Skip to main content

databricks.labs.dqx.profiler.profile

DQProfile Objects

@dataclass(frozen=True)
class DQProfile()

Data quality profile class representing a data quality rule candidate.

DQProfileBuilder Objects

@dataclass(frozen=True)
class DQProfileBuilder()

Data quality profile builder class: a named builder that may produce a DQProfile for a column.

Attributes:

  • name - Profile type identifier (e.g. "null_or_empty", "is_in", "min_max"). Used to look up the builder in the registry and in generated rule metadata.

  • builder - Callable that inspects column data and options and returns a DQProfile when the column matches the profile criteria, otherwise None. Signature:

    (df, column_name, column_type, profiler_metrics, profiler_options) -> DQProfile | None

    • df: DataFrame for this column (non-null rows only; strings trimmed when profiler_options["trim_strings"] is True).
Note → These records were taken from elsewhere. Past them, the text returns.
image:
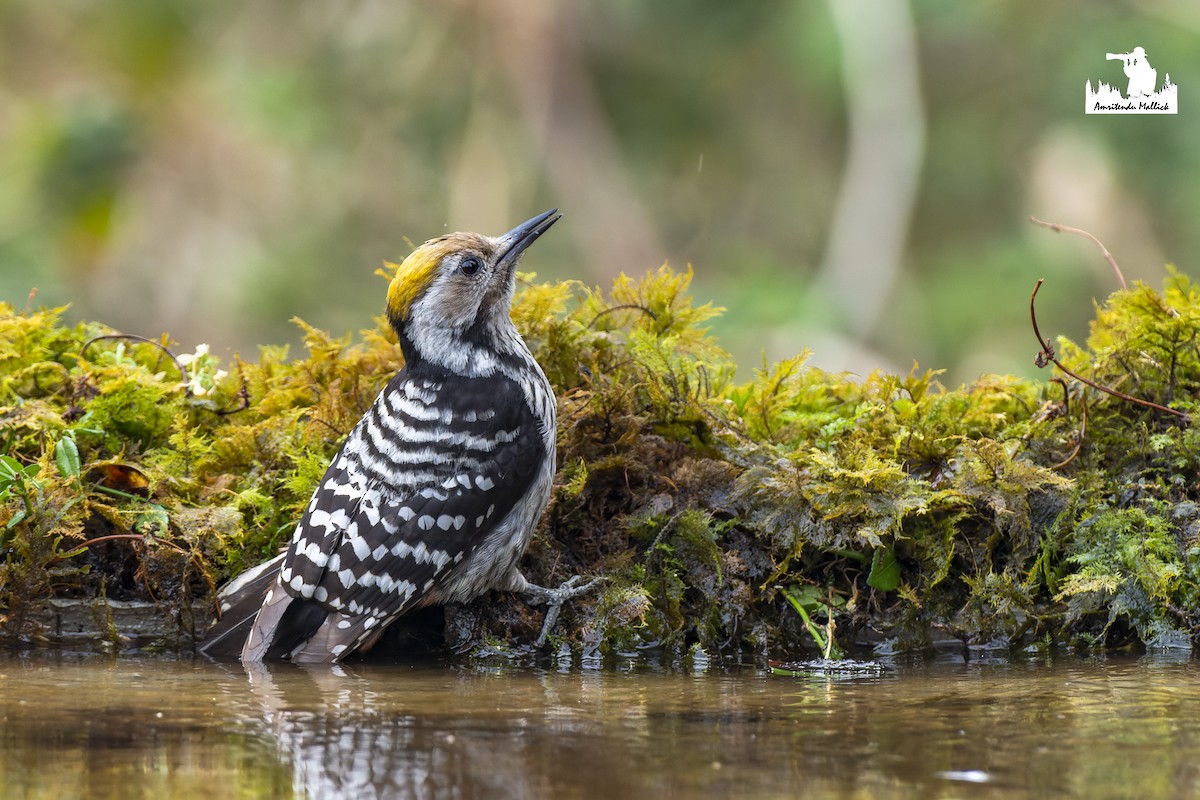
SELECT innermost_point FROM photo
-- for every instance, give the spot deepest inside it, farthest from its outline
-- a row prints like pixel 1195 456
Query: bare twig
pixel 1067 229
pixel 135 337
pixel 1047 355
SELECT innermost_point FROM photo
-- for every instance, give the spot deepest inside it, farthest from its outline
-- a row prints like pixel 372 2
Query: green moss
pixel 889 505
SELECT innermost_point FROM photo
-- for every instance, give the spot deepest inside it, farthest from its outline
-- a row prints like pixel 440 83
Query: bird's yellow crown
pixel 414 275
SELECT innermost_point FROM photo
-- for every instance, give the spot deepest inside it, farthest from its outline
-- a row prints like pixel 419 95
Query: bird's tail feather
pixel 240 600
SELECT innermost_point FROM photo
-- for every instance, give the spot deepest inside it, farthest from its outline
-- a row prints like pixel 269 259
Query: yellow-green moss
pixel 990 511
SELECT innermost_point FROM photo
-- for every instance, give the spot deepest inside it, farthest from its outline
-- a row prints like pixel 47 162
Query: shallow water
pixel 142 727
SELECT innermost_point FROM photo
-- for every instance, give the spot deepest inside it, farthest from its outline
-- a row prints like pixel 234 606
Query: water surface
pixel 77 726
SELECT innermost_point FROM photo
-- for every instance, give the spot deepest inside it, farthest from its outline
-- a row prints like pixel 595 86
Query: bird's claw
pixel 555 599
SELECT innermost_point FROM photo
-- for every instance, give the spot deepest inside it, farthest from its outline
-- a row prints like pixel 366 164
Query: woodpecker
pixel 435 493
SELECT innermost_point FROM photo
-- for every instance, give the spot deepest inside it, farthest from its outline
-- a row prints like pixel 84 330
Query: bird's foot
pixel 555 599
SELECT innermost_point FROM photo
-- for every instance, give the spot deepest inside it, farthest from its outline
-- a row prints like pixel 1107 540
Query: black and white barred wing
pixel 418 486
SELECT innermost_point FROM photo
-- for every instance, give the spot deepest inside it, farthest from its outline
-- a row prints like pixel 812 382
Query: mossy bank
pixel 798 511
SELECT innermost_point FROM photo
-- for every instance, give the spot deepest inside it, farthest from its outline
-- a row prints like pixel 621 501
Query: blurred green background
pixel 849 175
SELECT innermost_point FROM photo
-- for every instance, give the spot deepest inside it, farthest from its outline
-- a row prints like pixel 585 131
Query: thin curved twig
pixel 135 337
pixel 1059 228
pixel 1047 355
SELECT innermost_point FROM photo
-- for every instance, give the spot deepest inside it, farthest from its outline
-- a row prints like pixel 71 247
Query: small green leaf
pixel 885 572
pixel 66 456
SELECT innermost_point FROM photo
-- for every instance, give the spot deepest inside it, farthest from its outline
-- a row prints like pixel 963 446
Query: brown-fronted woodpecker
pixel 435 493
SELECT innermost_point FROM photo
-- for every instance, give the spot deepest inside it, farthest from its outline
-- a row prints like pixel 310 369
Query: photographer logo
pixel 1143 94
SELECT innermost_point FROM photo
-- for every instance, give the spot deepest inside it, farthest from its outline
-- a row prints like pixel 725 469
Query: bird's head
pixel 450 299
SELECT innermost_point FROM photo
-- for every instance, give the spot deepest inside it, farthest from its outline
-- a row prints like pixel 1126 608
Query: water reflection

Used for distinct/min/max etc.
    • column_name: Name of the column being profiled.
    • column_type: Spark DataType of the column (e.g. StringType(), LongType()).
    • profiler_metrics: Column-level statistics from the profiler (e.g. count, count_null, empty_count, count_non_null). Same key set as summary_stats[column_name].
    • profiler_options: Profiler options for this run (e.g. max_null_ratio, max_empty_ratio, max_in_count, trim_strings, filter).